Daniel P. Berrangé berrange at redhat.com
Thu May 6 13:48:08 UTC 2021


On Thu, May 06, 2021 at 07:57:43AM -0500, Connor Kuehl wrote:
> On 5/6/21 6:35 AM, Kashyap Chamarthy wrote:
> >> It looks like QEMU will expose commands needed for attestation via QMP [3].
> >> But question then is, how to expose those at Libvirt level? Should we allow
> >> users to bypass Libvirt and communicate to QEMU directly or wrap those QMPs in
> >> public APIs, or something completely different?
> > 
> > I know you're just thinking out loud here, but IIUC, isn't allowing
> > libvirt API users to communicate directly with QEMU in this case
> > departing from the libvirt norm?  (Perhaps there's scope of sensible
> > exceptions ... as the devil is in the specs.)
> > 
> > Allowing a way to do it is one thing — which is nice for testing and
> > development — but saying "just directly communicate via QMP passthrough"
> > makes the libvirt API user wonder "why is it okay to passthrough QMP
> > commands in this case, but generally such an action is marked as
> > 'tainted' by libvirt?"
> 
> Would this be acceptable if libvirt could apply a policy to the QMP
> socket which only allowed SEV messages through and dropped all others
> (just for an example)? If it's possible to leverage the existing QMP API
> for the attestation messages, then libvirt won't have to duplicate a
> lower-level attestation protocol.

Exposing QMP directly to users or higher level tools is not a desirable
thing to do.

It is not maintained as a long term stable API. QEMU only guarantees
it is compatible across 2 QEMU releases, as this is the length of the
QEMU deprecation + removal process. This is not something you want to
expose to higher level users who will want their tools to be using
something that has compatibility on a much longer time frame. Libvirt
provides a long term stable API, such that QEMU has the freedom to
evolve its low level API on a much faster timeframe than it would
otherwise be able to do.

As mentioned in my other response, management apps are not likely to
want to expose low level hypervisor impl details directly to their
users. They typically expose a higher level concept to users that
is agnostic to the hypervisor details, to insulate their users from
the implementation and specific hypervisor versions.
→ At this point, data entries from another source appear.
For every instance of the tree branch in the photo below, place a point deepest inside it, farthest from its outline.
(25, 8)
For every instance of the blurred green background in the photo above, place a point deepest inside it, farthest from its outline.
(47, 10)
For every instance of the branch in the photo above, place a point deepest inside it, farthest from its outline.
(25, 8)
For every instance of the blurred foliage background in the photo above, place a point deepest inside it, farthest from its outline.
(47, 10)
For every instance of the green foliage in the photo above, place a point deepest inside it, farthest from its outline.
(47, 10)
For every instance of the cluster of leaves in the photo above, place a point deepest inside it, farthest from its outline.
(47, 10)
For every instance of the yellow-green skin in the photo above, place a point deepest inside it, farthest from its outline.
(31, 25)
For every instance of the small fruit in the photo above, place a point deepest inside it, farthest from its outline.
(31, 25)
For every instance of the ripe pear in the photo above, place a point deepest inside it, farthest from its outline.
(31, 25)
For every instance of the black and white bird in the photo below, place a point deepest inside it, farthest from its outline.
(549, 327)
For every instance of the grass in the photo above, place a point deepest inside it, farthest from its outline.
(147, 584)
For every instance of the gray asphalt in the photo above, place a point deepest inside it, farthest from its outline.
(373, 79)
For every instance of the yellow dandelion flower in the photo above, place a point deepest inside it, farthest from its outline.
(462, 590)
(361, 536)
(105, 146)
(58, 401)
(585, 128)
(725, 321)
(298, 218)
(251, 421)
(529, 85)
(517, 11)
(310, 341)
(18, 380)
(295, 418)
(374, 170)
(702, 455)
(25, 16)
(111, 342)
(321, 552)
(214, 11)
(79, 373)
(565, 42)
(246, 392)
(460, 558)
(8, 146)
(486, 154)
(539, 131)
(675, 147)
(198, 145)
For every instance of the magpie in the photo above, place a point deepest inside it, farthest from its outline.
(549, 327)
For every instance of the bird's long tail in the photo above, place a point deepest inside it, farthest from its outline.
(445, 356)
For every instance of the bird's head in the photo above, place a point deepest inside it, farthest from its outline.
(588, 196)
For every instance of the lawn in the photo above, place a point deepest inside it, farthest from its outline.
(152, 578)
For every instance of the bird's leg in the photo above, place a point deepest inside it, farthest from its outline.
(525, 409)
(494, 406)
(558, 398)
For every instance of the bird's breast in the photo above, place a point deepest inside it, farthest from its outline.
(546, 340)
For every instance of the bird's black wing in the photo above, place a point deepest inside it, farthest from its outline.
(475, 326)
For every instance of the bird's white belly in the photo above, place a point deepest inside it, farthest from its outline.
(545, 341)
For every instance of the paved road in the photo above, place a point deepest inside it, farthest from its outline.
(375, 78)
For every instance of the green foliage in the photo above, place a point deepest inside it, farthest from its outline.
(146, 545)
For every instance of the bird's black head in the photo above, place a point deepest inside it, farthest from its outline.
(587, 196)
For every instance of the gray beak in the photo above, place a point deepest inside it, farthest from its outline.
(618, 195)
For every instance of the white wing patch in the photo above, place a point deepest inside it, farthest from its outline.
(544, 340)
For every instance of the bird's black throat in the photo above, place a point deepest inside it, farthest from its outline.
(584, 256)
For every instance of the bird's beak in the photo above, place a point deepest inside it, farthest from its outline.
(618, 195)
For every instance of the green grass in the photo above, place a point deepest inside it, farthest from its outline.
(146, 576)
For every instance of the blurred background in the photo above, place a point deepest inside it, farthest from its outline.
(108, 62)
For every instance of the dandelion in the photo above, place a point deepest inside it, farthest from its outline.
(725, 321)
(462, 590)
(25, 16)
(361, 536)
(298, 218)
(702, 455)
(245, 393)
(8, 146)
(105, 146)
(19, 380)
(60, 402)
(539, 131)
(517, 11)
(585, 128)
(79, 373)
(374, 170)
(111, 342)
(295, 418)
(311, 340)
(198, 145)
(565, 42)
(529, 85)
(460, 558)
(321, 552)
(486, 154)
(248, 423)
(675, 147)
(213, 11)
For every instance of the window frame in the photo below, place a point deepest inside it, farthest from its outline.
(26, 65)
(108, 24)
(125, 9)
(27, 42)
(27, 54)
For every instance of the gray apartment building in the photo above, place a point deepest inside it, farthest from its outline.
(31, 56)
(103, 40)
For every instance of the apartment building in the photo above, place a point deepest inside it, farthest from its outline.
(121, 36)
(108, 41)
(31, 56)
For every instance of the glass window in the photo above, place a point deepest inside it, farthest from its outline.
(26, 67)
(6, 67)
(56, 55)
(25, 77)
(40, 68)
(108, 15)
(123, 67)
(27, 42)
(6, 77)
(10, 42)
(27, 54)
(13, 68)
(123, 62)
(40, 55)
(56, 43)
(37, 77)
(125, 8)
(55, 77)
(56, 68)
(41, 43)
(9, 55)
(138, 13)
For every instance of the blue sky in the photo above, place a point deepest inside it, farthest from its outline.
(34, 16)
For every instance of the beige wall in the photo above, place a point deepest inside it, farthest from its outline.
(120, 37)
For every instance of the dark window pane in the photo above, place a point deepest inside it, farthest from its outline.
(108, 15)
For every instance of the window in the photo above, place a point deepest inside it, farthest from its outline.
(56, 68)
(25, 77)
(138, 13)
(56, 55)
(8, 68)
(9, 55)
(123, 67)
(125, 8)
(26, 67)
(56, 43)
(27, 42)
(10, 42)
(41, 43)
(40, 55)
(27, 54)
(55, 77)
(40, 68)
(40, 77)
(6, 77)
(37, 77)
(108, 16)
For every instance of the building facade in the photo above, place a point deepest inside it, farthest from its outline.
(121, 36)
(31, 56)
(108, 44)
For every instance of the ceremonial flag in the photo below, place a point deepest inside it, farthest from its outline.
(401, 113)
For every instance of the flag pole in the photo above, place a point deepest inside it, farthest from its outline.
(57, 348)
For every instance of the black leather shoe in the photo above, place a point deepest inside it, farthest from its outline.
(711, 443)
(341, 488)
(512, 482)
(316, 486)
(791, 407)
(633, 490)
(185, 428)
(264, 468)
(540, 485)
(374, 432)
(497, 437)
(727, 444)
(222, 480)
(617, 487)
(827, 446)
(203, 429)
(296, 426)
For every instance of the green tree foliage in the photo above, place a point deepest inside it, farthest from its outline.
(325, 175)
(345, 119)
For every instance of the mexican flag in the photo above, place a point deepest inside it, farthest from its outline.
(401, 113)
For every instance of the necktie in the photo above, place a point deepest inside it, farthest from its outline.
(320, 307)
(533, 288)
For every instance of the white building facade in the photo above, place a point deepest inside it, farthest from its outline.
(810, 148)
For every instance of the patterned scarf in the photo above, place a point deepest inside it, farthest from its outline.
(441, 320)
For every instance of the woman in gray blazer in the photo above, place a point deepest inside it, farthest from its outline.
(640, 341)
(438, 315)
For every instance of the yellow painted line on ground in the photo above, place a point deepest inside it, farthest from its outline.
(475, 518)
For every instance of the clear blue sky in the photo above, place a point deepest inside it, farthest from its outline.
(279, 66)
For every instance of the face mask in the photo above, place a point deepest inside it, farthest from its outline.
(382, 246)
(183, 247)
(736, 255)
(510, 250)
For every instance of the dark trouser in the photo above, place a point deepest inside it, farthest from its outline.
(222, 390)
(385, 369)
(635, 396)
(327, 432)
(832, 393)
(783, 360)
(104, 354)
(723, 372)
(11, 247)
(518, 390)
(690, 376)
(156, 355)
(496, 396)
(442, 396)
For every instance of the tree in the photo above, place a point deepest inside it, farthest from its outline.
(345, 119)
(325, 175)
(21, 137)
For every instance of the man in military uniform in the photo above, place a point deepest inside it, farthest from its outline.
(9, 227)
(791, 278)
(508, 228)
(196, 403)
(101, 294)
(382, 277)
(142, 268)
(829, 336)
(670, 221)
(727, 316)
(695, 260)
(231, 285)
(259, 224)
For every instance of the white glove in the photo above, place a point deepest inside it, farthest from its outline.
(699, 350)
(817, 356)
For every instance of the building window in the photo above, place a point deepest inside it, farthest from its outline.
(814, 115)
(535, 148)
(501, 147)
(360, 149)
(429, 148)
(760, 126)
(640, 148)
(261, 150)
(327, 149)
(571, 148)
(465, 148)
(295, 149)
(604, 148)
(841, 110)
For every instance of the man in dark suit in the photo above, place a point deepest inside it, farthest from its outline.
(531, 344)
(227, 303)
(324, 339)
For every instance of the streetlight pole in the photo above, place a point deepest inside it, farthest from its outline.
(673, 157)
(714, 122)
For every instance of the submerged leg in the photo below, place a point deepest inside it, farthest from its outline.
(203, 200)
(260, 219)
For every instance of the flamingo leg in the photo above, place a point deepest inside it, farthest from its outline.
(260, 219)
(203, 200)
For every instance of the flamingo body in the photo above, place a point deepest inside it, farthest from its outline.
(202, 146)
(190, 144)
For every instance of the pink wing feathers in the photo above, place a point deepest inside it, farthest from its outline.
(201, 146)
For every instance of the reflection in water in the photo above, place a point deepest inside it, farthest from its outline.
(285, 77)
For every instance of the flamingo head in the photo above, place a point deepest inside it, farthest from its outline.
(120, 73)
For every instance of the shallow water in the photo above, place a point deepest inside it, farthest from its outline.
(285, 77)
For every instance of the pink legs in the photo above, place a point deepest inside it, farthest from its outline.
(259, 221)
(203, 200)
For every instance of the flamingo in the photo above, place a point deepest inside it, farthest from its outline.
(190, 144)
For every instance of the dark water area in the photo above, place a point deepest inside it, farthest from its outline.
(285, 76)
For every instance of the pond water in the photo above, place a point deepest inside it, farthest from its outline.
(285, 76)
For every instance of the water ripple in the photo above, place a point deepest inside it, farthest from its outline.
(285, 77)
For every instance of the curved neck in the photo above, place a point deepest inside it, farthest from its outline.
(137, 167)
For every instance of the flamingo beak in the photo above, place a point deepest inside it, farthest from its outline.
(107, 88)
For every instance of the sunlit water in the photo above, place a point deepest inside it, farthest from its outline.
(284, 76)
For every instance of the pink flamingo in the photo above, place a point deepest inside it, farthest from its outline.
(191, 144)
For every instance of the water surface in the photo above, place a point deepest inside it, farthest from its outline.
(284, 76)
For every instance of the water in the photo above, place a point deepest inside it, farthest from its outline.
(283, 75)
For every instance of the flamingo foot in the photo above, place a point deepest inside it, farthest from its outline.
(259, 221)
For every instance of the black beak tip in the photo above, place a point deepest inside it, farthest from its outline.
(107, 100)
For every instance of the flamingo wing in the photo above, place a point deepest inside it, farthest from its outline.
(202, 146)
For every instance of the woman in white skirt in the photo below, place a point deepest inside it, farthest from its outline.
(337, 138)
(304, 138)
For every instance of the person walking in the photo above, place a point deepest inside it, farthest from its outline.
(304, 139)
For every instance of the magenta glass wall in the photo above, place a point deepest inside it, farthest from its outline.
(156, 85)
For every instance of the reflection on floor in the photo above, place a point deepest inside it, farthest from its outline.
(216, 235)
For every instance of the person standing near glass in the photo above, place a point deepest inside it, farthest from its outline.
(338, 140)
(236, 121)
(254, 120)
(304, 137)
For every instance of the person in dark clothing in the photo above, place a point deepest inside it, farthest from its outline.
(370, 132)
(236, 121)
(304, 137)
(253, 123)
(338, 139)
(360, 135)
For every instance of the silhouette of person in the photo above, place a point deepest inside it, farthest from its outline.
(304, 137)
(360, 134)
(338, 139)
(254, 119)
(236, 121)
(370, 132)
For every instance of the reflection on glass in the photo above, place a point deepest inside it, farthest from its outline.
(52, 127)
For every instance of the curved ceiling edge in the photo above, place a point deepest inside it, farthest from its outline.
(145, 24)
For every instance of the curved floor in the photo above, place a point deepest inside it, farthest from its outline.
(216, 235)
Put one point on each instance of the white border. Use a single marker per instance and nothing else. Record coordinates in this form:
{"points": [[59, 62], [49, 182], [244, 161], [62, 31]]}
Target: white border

>From a security POV I would also not be happy with untrusted end users
having a direct connection to QMP, even if the command set is filtered.
It is just one protocol bug away from users having ability to directly
exploit the QEMU process.

> This would allow libvirt to essentially proxy relevant messages and this
> moves all the attestation complexity to the "edges" (i.e., the
> client/relying party and the VMM).

I think need to thinking about exactly what the end user needs to be
able to accomplish in general terms, not in terms of low level qemu
commands. From there we can understand what an app like OpenStack/KubeVirt
needs to enable its users to do, and thus what libvirt needs to providing
to support OpenStack/KubeVirt in doing this.